Finally! In the stay-at-home days of the pandemic, people take on personal projects for which they never had time
Stay-at-home orders and business closures have left many people struggling to pay for rent and food. For others with greater financial stability, the enforced idleness has granted them the chance to turn the timing of a long-put-off aspiration from someday to today.
Dan McVay’s father was a sailor, a man who loved the sea and extended that affection to building intricate wooden models of ships, even as Parkinson’s disease took hold.
For years after his dad’s death in 2016, McVay swore he would complete the half-finished boats left behind, but he never had the time.
Not until now.
The cascade of stay-at-home orders and business closures generated by the coronavirus pandemic has left many people struggling to pay for rent and food. For others with greater financial stability, the enforced idleness has granted them the chance to turn the timing of a long-put-off aspiration from someday to today.
Skydiving is out. So is that trip to Europe. Or hiking the Adirondacks. But for personal projects that demand extended focus, the restrictions on movement create an unexpected oasis of time.
“It’s just a great way to connect with my dad,” said McVay, 46, of Frankford. He aims to first complete his father’s 15-inch model of a Muscongus Bay lobster smack, a sail-powered working boat that once plied the coast. “He was calm and steady. You have to be to do this.”
For some people, this may be the time to finally repair a classic car — or a fractured relationship. Some see a chance to learn yoga or baking or sewing.
Robert Toporek is using the present to confront the past, diving into writing a long-planned memoir of his combat experience in Vietnam.
“Survivor’s guilt — it’s a nasty animal,” said Toporek, 73, of Audubon, Montgomery County. “I grapple with it all the time.”
He grew up in Charleston, S.C., dropping out of high school and enlisting in the Army at 17. His parents had to sign a waiver because of his age. In May 1965, an 18-year-old Toporek landed in Vietnam as part of the 173rd Airborne Brigade Combat Team, the Army’s first major ground unit to serve there.
Writing and talking with other veterans has unearthed memories, Toporek said, particularly of a day when he was set to walk point — the dangerous first position in the line of soldiers snaking through the jungle. Another soldier took his place and was shot down.
That was more than 50 years ago, Toporek noted, but it can seem like yesterday.
That’s the quirk of time, which has been the fascination of humans since the ancients first considered the concept. It lasts too long. It goes too fast.
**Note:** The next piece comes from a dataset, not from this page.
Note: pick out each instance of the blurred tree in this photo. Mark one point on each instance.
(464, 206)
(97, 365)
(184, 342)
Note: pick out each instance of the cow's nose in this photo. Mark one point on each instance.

A decade of raising children can seem to pass in a day, but a boring business seminar goes on forever.
People waste time, even kill time, yet always long for more.
For decades, Edie Weinstein raced through life as a workaholic therapist, writer, and motivational speaker, refusing to be slowed even by a heart attack.
“I keep running, as a friend described it, at a hundred miles an hour with my hair on fire,” she said. “I’m essential. I had to be on.”
Now, at 61, the pandemic has forced her to do something she once only imagined: to stop. To stand still. To understand that while the world may look like it’s falling apart, “it isn’t falling apart because I’m not rushing around in it. There’s nothing I can do to fix any of this for anybody.”
These days, at her home in Dublin, Bucks County, Weinstein sleeps late if she likes. She turned her living room into a gym. She calls friends and family to see how they’re faring in the crisis, and visits clients via video chat.
She doesn’t risk outside contact because of asthma and a cardiac condition. And for now that’s fine.
“There’s no urgency to get anywhere,” Weinstein said. “I don’t have to rush to get things done. … I hope when this is over, I’ll have finally learned the lesson.”
Carmen Pagan has embarked on a personal undertaking, hoping for time to finally heal from the murder of her brother, Richard Davila, who was shot to death in January 2016.
The 47-year-old was an innocent bystander hit by stray bullets from a drug-related shootout in Philadelphia’s Fairhill neighborhood, police said at the time.
It fell to Pagan to be the rock of the family, to deal with the police and the courts and the aftermath, exacerbating the depression she’s suffered since she was a teenager.
These days, the adult day-care center where she works is still open, but the government stay-at-home orders have constrained outside life.
“It’s OK to take this time to step back,” said Pagan, 42, of Fairhill, “to realize I have been operating on survival mode.”
McVay is a supervisor at the city Department of Human Services, working three days a week during the pandemic. The other two days offer time to commune with his late father.
Donald McVay led a nautical life, his son said, raising a family in Connecticut and piloting a sailboat across the waters of Cape Cod Bay and Long Island Sound. He had 17 grandchildren, and made each one a small, blockish lobster boat.
He challenged himself with detailed kits of 17-inch models, each one requiring a 25-page instruction manual and a sharp X-acto knife.
When he died in August 2016 at age 78, he left at least two unfinished boats.
“I’m excited to pick it up,” said the younger McVay. “It’s something I like to do, and a way to connect with my dad.”